Foto: Maxi Failla"Me costó mucho trabajo terminar el libro precisamente por esa condición de padre, me ponía yo mismo a prueba todo el tiempo", dice Juan Villoro. Foto: Maxi Failla

      –La relación con tu padre, ¿en qué clase de padre te convirtió? Eso siempre es, hasta cierto punto, una tómbola…
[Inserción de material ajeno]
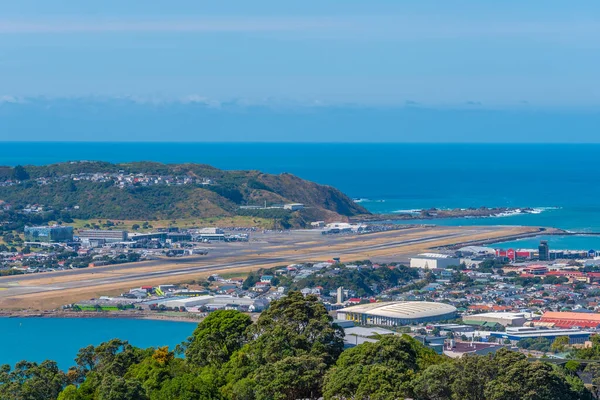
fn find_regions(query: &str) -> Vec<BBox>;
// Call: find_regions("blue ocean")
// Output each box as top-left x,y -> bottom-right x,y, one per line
2,142 -> 600,238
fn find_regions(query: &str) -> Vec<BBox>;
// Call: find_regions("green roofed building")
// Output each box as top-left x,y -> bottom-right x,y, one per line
462,320 -> 503,330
      –Es que uno se corrige con los propios hijos, lo cual es una enorme oportunidad de cometer nuevos errores. He sido un padre muy diferente, mucho más presente que él, más cálido. De todos modos, he generado otro tipo de problemas, pues diferente no quiere decir más eficaz ni mejor. Me costó mucho trabajo terminar el libro precisamente por esa condición de padre, me ponía yo mismo a prueba todo el tiempo. Pero, ciertamente, ser padre me llevó a cerrar con mayor eficacia heridas que estaban abiertas. De otro modo, habría habido en el libro ajustes de cuentas. Pude escribir desde el entendimiento y la comprensión del otro, que tiene luces y sombras. Me permitió tener curiosidad por el “objeto” paterno. Al cabo, todos construimos a los padres. En La desobediencia de Marte, vemos esa doble construcción, cómo los astrónomos construyen su propia figura pensando en su reputación, y luego construyen una relación en donde el uno ve al otro de distinta manera de cómo lo verán los demás. Lo mismo pasa con los padres; aunque críes a cuatro hijos, cada uno construye de una manera al padre. Ser padre me ayudó a relativizar tantas cosas.
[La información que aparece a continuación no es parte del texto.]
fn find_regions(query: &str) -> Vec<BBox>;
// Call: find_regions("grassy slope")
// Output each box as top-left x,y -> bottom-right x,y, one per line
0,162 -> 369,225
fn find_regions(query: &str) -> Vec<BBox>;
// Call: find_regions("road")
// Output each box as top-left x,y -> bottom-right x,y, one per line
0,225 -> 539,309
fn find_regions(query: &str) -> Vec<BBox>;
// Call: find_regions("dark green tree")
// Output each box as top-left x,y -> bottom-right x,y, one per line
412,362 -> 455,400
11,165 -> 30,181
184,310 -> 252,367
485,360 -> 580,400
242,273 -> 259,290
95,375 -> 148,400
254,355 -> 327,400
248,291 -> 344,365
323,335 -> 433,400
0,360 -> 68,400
      Al teatro con Jodorowsky

      –Las obras incluidas en tu Teatro reunido son una reivindicación fuerte de la dramaturgia de autor, en momentos en que el panorama parece haber vuelto la página del texto clásico, hasta su demolición. Hoy el teatro de actores prima en los escenarios.

      –Sí, esa es una tendencia mundial. Pero el teatro de actores, recordemos, tuvo brotes antes. De hecho, empecé haciendo teatro de laboratorio, por llamar de alguna manera el teatro colectivo donde los propios actores decidíamos lo que ocurría. En 1970 con un grupo de amigos, por entonces adolescentes –yo tenía 14 ó 15 años–, éramos fervientes seguidores de Alejandro Jodorowsky. Hace años es muy conocido por sus libros de psicomagia, pero él siempre fue un gran gurú. Puedo decirte que éramos sus discípulos. Fue un magnífico director de teatro en México y tuvo una deriva interesante. Dirigió a Strindberg y Ionesco, a muchos clásicos y después, a partir de textos sueltos de Nietzsche primero y luego a partir de la convivencia comunal con distintos grupos, empezó a hacer obras contraculturales, una suerte de laboratorio. Incluso muchas muchas veces las completaba el público.
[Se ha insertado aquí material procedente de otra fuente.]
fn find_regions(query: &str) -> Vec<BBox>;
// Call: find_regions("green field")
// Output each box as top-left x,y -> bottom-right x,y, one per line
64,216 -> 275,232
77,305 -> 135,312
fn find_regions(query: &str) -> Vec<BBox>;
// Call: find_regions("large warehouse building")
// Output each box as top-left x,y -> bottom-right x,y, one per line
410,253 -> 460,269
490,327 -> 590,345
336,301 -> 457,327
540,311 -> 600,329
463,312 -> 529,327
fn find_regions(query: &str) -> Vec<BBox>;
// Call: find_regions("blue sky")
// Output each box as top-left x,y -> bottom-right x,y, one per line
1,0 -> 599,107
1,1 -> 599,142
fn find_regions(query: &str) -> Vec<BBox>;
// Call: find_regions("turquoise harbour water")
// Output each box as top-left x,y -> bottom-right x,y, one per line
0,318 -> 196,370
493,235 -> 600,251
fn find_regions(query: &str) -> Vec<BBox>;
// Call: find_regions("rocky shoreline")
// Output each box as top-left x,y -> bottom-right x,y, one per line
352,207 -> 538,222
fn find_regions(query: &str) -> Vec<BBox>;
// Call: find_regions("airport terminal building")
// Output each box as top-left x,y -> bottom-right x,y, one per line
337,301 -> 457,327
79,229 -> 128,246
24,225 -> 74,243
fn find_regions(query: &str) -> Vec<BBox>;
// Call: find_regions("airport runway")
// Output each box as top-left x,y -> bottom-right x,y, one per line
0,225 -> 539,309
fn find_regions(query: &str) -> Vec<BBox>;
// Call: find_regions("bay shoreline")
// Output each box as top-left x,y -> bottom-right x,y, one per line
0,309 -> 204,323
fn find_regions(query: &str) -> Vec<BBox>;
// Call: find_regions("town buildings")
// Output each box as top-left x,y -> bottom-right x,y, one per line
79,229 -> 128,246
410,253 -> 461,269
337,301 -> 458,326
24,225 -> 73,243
      Alejandro Jodorowsky, "Psicomago", durante una charla en el MALBA
Foto: María Eugenia CeruttiAlejandro Jodorowsky, "Psicomago", durante una charla en el MALBA Foto: María Eugenia Cerutti

      –Hay fragmentos de algunas obras en YouTube. Contanos más.

      –¡Jodorowsky era nuestro gigante! Nosotros lo veíamos y si él nos decía, “no, no tomes sal”, directo tomábamos azúcar. Lo que él opinara era clave; es un comunicador impresionante, un hombre que convence. Por ejemplo, el gran actor Dennis Hopper, que venía de dirigir Busco mi destino (Easy Rider), fue a verlo pues estaba en crisis con la actuación. Pues Jodorowsky le dijo que estaba equivocando, que debía volver a la actuación. Y así lo hizo. Roberto Bolaño lo va a ver, en la casa de la Plaza Río de Janeiro donde vivía, y Jodorowsky le pregunta “¿tú quién crees que es el mayor poeta para ti, para tu obra?” Bolaño siempre decía que era Pablo Neruda. Y Jodorowsky le responde, “por lo que te conozco y por tu sistema literario, el que más te conviene estudiar es Nicanor Parra”. Bolaño salió convertido a la anti-poesía de Parra. Fue una respuesta sumamente precisa, ¿o no? Esas conversiones las lograba Jodorowsky. Total que entonces hicimos una obra que se llamaba Crisol, como ese recipiente donde se funden los elementos químicos. Nosotros éramos los elementos que nos fundíamos allí contraculturalmente. Ese fue el teatro que yo empecé haciendo, un teatro más de acción y gestualidad. De hecho, teníamos un maestro que había estudiado con Grotowski. Luego llegó un vanguardista uruguayo, Juan Carlos Oviedo, yo estuve también en su grupo teatral. En lo básico, era una experimentación sobre las posibilidades del cuerpo. Aunque fue clave para mí, me decanté por la literatura. Entonces lo único que puedo hacer es escribir teatro de texto.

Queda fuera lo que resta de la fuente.